The nearest multiple of the automatically determined bin size below the input expression. The bin size is calculated based on the query's time range to provide an appropriate number of data points.

## Use case examples

<Tabs>
  <Tab title="Log analysis">
    Create a time-series view of HTTP traffic with automatic time granularity.

    **Query**

    ```kusto theme={null}
    ['sample-http-logs']
    | summarize request_count = count() by bin_auto(_time)
    ```

    [Run in Playground](https://play.axiom.co/axiom-play-qf1k/query?initForm=%7B%22apl%22%3A%22%5B'sample-http-logs'%5D%20%7C%20summarize%20request_count%20%3D%20count\(\)%20by%20bin_auto\(_time\)%22%7D)

    **Output**

    | request\_count |
    | -------------- |
    | 4520           |

    This query automatically groups HTTP requests into time buckets based on the query time range, making it easy to visualize traffic patterns without manually specifying bin sizes.
  </Tab>

  <Tab title="OpenTelemetry traces">
    Monitor span counts over time with adaptive time resolution.

    **Query**

    ```kusto theme={null}
    ['otel-demo-traces']
    | summarize span_count = count() by bin_auto(_time), ['service.name']
    | order by span_count desc
    ```

    [Run in Playground](https://play.axiom.co/axiom-play-qf1k/query?initForm=%7B%22apl%22%3A%22%5B'otel-demo-traces'%5D%20%7C%20summarize%20span_count%20%3D%20count\(\)%20by%20bin_auto\(_time\)%2C%20%5B'service.name'%5D%20%7C%20order%20by%20span_count%20desc%22%7D)

    **Output**

    | service.name | span\_count |
    | ------------ | ----------- |
    | frontend     | 1250        |
    | cart         | 430         |
    | checkout     | 180         |

    This query provides a time-series breakdown of span activity per service, with the time granularity automatically adjusted based on the query's time range.
  </Tab>
</Tabs>

## List of related functions

* [bin](/apl/scalar-functions/rounding-functions/bin): Rounds values down to a specified bin size.
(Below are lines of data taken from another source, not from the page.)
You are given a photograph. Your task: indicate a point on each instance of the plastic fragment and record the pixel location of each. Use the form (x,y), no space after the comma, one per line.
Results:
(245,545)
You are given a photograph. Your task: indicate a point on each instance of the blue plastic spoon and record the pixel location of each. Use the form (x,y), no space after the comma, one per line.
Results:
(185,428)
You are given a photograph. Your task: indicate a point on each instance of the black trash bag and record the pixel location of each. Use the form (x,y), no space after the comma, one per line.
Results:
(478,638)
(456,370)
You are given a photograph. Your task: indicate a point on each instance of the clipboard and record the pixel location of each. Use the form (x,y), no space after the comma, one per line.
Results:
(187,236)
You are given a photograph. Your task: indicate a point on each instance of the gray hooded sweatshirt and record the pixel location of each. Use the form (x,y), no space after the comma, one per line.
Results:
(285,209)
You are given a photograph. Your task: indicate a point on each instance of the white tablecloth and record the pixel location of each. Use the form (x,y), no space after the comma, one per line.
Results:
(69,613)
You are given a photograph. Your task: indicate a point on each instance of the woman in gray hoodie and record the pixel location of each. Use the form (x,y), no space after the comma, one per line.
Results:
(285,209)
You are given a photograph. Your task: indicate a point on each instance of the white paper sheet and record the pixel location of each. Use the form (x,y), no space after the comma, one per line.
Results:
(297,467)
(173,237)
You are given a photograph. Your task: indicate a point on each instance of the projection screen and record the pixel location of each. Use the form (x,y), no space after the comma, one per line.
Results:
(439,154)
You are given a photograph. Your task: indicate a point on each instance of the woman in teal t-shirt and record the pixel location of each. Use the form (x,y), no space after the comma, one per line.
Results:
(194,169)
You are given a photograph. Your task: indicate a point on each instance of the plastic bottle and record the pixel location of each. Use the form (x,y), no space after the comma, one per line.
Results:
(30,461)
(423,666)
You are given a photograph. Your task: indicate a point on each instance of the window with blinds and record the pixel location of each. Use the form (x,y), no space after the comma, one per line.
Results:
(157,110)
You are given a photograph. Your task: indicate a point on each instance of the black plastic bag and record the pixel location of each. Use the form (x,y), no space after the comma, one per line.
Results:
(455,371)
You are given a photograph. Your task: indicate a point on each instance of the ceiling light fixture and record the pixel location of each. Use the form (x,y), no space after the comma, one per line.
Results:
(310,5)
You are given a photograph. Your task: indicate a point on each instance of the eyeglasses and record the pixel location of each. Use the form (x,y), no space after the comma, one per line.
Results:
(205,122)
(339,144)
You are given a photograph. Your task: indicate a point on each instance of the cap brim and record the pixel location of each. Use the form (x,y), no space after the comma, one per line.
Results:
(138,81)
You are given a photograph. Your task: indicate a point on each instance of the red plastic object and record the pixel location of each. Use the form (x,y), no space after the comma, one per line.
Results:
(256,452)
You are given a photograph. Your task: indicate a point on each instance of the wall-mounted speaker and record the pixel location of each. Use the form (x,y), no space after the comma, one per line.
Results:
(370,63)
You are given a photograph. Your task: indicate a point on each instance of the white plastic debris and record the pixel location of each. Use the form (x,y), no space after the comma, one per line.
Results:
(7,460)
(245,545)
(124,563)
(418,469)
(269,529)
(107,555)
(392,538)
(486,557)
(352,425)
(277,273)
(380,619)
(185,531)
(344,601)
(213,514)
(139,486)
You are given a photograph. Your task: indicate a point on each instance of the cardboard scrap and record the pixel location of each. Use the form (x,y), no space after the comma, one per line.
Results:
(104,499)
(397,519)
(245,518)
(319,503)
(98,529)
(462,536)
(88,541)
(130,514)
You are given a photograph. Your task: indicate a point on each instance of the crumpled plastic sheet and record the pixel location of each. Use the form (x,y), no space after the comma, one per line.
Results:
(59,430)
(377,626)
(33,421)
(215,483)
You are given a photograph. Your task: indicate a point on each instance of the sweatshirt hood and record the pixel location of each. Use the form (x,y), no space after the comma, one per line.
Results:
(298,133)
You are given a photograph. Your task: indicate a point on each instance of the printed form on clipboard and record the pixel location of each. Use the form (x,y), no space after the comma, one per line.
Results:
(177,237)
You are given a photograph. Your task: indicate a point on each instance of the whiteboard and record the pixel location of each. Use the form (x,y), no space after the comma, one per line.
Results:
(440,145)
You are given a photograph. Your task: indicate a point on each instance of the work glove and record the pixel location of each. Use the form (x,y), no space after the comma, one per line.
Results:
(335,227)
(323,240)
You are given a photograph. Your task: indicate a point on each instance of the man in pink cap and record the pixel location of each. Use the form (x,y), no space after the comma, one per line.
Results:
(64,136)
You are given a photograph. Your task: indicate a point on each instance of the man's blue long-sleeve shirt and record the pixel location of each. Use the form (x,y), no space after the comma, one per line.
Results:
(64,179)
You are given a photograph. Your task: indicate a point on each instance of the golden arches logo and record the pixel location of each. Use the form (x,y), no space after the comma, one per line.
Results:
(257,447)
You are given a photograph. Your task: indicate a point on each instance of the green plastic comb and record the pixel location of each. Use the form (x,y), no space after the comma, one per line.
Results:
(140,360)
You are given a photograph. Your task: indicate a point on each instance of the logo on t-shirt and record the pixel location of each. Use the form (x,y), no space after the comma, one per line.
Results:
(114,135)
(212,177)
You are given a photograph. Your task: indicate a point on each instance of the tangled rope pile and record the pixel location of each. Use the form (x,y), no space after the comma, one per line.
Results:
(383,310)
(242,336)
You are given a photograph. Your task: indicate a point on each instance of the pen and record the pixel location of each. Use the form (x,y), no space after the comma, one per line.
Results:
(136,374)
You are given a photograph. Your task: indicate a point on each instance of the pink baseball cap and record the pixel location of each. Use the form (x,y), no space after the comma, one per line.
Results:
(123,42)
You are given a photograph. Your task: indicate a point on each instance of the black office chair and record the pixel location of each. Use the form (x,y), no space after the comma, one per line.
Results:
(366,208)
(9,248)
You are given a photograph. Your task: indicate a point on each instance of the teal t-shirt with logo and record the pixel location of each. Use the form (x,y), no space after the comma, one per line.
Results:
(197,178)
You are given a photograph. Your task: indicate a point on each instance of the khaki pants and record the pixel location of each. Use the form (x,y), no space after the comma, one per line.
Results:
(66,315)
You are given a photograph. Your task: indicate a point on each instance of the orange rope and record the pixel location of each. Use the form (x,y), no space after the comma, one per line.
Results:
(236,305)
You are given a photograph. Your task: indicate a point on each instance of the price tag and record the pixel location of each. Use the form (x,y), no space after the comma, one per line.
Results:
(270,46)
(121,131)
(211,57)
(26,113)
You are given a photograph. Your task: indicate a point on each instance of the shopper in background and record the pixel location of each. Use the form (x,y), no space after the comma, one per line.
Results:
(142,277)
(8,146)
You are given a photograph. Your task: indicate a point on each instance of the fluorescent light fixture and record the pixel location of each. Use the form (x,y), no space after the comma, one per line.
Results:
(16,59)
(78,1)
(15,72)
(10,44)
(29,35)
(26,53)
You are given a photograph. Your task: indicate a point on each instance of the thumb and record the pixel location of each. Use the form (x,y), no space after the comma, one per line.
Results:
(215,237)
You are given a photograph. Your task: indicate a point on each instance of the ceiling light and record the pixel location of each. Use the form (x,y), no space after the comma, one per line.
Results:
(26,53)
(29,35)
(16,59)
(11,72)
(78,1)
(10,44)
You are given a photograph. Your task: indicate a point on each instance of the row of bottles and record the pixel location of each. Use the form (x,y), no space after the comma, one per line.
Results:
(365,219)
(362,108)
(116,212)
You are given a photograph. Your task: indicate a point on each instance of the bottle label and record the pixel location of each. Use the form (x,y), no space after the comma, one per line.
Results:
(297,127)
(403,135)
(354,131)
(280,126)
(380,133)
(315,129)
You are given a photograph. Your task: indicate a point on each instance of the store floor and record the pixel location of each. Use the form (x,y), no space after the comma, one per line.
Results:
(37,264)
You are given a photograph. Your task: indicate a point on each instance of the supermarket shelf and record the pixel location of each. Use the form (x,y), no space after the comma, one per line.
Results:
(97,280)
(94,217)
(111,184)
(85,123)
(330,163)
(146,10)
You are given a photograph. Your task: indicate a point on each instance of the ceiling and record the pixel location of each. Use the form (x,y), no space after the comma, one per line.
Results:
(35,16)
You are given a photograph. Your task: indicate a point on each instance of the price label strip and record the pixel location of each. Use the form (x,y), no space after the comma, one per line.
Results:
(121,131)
Use `bin` when you need explicit control over the interval size.
* [floor](/apl/scalar-functions/rounding-functions/floor): Rounds down to the largest integer less than or equal to the input. Use `bin_auto` for datetime-specific binning with automatic sizing.
* [summarize](/apl/tabular-operators/summarize-operator): The `bin_auto` function is designed for use within the `summarize` operator for time-based aggregations.